How to survive winter in Hokkaido with style

The inhabitants of Japan's northernmost island enjoy cold that pierces and snow that blows, but the indigenous Ainu woman who possessed this sealskin coat could scoff at wretched weather and draw admiring glances simultaneously. She might have chosen to wrap herself in the skin of bears, creatures central to the Ainu lifestyle, but sealskin is lighter, harder-wearing, and more water-resistant than other furs.

The coat-maker pieced together in a decorative pattern the skin of perhaps only one seal, if it was a big one. The dark fur in front at center is from the seal's back. The chest and arms of the garment are the hindquarters of the animal. The lighter fur from its belly is at back. Above the coat waist, the lie of the fur is up; below, it is down; light plays differently top and bottom. Fabric appliqué and embroidery, now somewhat faded, decorate the shoulder bands, wrist bands, collar, and front, and a bit of fox fur is at shoulders and wrists. Light and dark blue glass beads adorn the shoulder bands.

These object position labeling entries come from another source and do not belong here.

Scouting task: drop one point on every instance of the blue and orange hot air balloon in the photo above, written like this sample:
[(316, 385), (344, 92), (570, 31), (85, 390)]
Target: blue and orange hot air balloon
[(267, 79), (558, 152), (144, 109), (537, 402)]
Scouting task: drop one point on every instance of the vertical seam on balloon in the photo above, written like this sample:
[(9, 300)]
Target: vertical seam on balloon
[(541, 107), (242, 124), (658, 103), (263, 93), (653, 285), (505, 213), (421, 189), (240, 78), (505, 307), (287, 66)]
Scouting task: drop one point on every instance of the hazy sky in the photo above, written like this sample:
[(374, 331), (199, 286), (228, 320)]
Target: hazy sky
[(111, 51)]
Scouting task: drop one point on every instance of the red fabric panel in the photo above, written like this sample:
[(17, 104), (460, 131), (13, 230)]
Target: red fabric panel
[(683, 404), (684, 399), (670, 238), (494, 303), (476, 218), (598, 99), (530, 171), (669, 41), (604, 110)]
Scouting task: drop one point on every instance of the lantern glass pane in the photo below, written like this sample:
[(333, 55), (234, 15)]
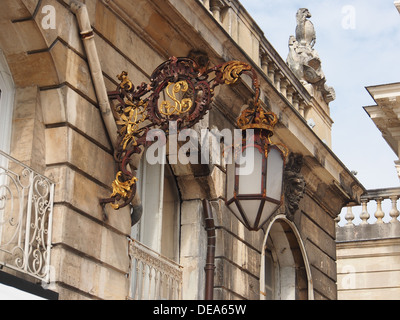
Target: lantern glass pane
[(269, 209), (250, 172), (274, 174), (250, 208), (230, 181)]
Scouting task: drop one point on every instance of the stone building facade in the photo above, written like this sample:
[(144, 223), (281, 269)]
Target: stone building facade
[(57, 124)]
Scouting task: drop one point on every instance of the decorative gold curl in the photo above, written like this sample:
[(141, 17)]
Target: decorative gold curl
[(124, 189), (130, 120), (180, 107), (232, 70)]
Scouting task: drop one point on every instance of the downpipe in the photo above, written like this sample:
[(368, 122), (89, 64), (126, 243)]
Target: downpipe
[(211, 243)]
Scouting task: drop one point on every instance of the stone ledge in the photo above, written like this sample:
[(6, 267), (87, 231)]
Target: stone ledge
[(368, 232)]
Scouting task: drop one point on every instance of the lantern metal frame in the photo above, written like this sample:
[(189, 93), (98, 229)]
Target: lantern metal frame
[(138, 110), (262, 196)]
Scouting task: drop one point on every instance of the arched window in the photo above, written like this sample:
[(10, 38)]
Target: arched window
[(7, 92), (285, 271), (159, 227)]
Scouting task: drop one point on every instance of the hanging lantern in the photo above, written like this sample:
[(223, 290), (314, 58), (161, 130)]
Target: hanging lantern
[(254, 191)]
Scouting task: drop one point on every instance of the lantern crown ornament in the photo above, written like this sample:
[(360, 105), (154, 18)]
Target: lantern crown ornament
[(255, 195)]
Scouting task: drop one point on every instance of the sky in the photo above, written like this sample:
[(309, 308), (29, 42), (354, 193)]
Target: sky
[(359, 45)]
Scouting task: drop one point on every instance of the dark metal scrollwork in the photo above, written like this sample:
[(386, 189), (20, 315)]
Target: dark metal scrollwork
[(189, 85)]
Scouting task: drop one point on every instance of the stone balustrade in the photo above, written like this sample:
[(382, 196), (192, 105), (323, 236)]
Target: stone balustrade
[(153, 277), (384, 204)]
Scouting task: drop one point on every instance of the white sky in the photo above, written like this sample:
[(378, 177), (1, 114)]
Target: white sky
[(352, 58)]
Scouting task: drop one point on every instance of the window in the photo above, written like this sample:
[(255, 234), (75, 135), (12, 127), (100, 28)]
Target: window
[(6, 104), (159, 227)]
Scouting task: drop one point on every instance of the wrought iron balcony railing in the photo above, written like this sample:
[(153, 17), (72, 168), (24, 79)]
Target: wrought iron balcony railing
[(26, 210), (153, 277)]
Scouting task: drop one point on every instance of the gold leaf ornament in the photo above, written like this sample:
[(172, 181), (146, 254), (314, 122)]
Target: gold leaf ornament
[(179, 107), (124, 189)]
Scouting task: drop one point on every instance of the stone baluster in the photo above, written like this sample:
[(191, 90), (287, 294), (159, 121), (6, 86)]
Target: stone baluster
[(296, 101), (364, 214), (206, 4), (289, 93), (277, 80), (394, 212), (337, 220), (284, 86), (349, 216), (379, 214), (302, 108), (264, 62), (271, 71)]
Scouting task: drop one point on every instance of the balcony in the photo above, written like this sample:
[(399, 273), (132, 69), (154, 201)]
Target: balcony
[(153, 277), (26, 211)]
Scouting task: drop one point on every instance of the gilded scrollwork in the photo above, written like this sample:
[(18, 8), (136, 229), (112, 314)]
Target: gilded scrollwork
[(179, 107), (188, 84)]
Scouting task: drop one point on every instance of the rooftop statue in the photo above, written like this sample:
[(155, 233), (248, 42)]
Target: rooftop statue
[(303, 59)]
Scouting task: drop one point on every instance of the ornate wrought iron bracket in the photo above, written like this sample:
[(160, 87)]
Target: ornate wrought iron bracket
[(189, 84)]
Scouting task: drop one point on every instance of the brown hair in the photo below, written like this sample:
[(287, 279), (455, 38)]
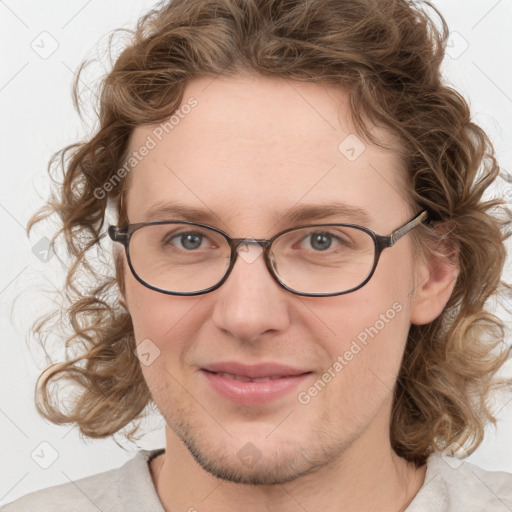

Photograph by Stephen Sherman / Peabody Museum of Archaeology and Ethnology

The Ainu are aborigines of Japan, forced by the Japanese gradually to retreat north to Hokkaido and the Russian Kuril Islands and Sakhalin. After the Meiji restoration in 1868, Japan began to populate Hokkaido with Japanese to firm the northern frontier. The government effectively removed all Ainu lands from their control and offered homesteads to Japanese. New laws compelled the Ainu to speak Japanese, and practicing old customs was prohibited.

Wishing to encourage agriculture on Hokkaido, the Japanese persuaded American experts from regions of similarly unsuitable climate to advise them. In 1877 William P. Brooks of Massachusetts journeyed to Hokkaido's newly founded capital city, Sapporo, to help establish the Sapporo Agricultural College. Brooks eventually served four years as president of the college, now part of Hokkaido University. When he left Japan in 1888 to become professor of agriculture at the Massachusetts Agricultural College — and for two years its president — he brought home the honor of the Fourth Order of the Rising Sun, given him by the emperor; the Japanese soybean; and this sealskin coat, now at the Peabody Museum of Archaeology and Ethnology.

The age of the coat is not known. One might simply think of it as pre-politically correct, but that would be naive, for sealskin coats are still the rage, favored by the Danish royal court and simple folk as well. A recent fashion piece in the New York Times featured a photograph of a model in an allegedly Inuit-inspired coat by Louis Vuitton, alongside the headline "Sealskin is a girl's best friend."